Passionnante de bout en bout, cette saison brille ainsi par son écriture, qui continue de tendre un miroir à toute une génération, avec une bienveillance assortie d’une jolie impertinence, tout en touchant au vif à plusieurs reprises quand elle se livre à une analyse poussée des relations amoureuses, par le prisme de ce couple attachant car suffisamment dysfonctionnel pour encourager l’immersion.
Tainted Love
Si Love fait preuve d’une virtuosité certaine quant à son scénario, toujours inventif, et parfaitement mesuré quand il s’agit d’instaurer un savant équilibre avec comédie pure et drame concerné (mais toujours léger car jamais plombant), il s’agit aussi d’une grande série d’acteurs. Des comédiens tous très bien dirigés, qui peuvent s’épanouir dans un univers parfaitement construit. En vedette, la formidable Gillian Jacobs prouve à nouveau à quel point elle est douée. Son rôle étant peut-être le plus casse-gueule du lot, il convient de saluer plutôt deux dois qu’une la performance. Magnétique, sexy, charismatique, elle fait souffler le chaud et le froid avec une émotion qui marque face à un Paul Rust toujours excellent lui aussi dans les pompes d’un jeune homme sensible et attachant. Un grand bravo également à la géniale Claudia O’Doherty, qui joue Bertie la colocataire de Mickey et à tous les autres qui tiennent leurs positions et aident à définir les contours d’un microcosme dans lequel on se sent bien.
Love Hurts
Vient maintenant le moment de souligner un point qui a encouragé certaines critiques à affirmer que Love donnait le mauvais rôle à Gillian Jacobs. Sa Mickey est forte mais aussi fragile car en partie définie par ses addictions diverses. Contrairement à Gus qui lui, est plutôt équilibré de prime abord. Loin d’opter pour la facilité et arrondir les angles, la saison 2 continue de mettre en opposition les deux personnages afin de les réunir par delà leurs différences de perception d’une existence dans les deux cas plus ou moins cabossée. Alors oui c’est ici la fille qui appuie bien souvent sur le bouton qui fait que les choses dérapent. Mais n’est-ce pas un peu facile de rester à la surface en la considérant justement comme celle qui faute ? Forcément. La fin de cette deuxième saison va d’ailleurs dans ce sens en soulignant les fêlures de Gus, qui justement se trouve aussi être à la source de plusieurs désaccords qui interdisent à son couple un bonheur solide et durable. La vocation de la série étant de toute évidence d’orchestrer la douce rédemption de deux âmes perdues amenées à s’améliorer et à progresser au contact l’une de l’autre. Personne n’est gentil ou méchant. Tout le monde agit simplement en fonction de l’humeur et des sentiments du moment. Armé de ses forces et desservi par ses faiblesses. Comme tout un chacun en somme.

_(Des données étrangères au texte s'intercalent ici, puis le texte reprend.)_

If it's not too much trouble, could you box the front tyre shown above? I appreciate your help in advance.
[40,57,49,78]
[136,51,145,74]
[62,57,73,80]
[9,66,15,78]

C’est ce qui fait aussi de Love une série remarquable sur la durée. Parce qu’elle capte quelque chose de très subtil, tout en prenant une posture qui lui permet aussi d’être très divertissante si on choisit de ne pas creuser. On peut la prendre comme une série comique. Comme une romance. Mais au fond, il y a bien plus. Car à ce compte-là, autant considérer 40 ans toujours puceau comme une simple resucée d’American Pie ou de toutes ces comédies gentiment trash dont l’objectif est surtout de faire rire. Comme souvent chez Judd Apatow, il y a plusieurs niveaux de lecture dans Love. Un aspect par ailleurs renforcé par l’apport inestimable du couple Lesley Arfin/Paul Rust dont la prose, reconnaissable entre mille, contribue à faire de Love une œuvre importante. L’air de rien. Toujours.
En Bref…
La saison 2 de Love est formidable. Tour à tour drôle et plus tendre, juste, attachante, bienveillante et subtile, elle encourage le même constat que l’acte précédent et se pose comme une excellente illustration de la construction (et de la déconstruction) du couple. Les acteurs sont excellents, l’écriture rythmée, la réalisation inspirée et l’ennui est gardé à distance. Une grande série de son temps.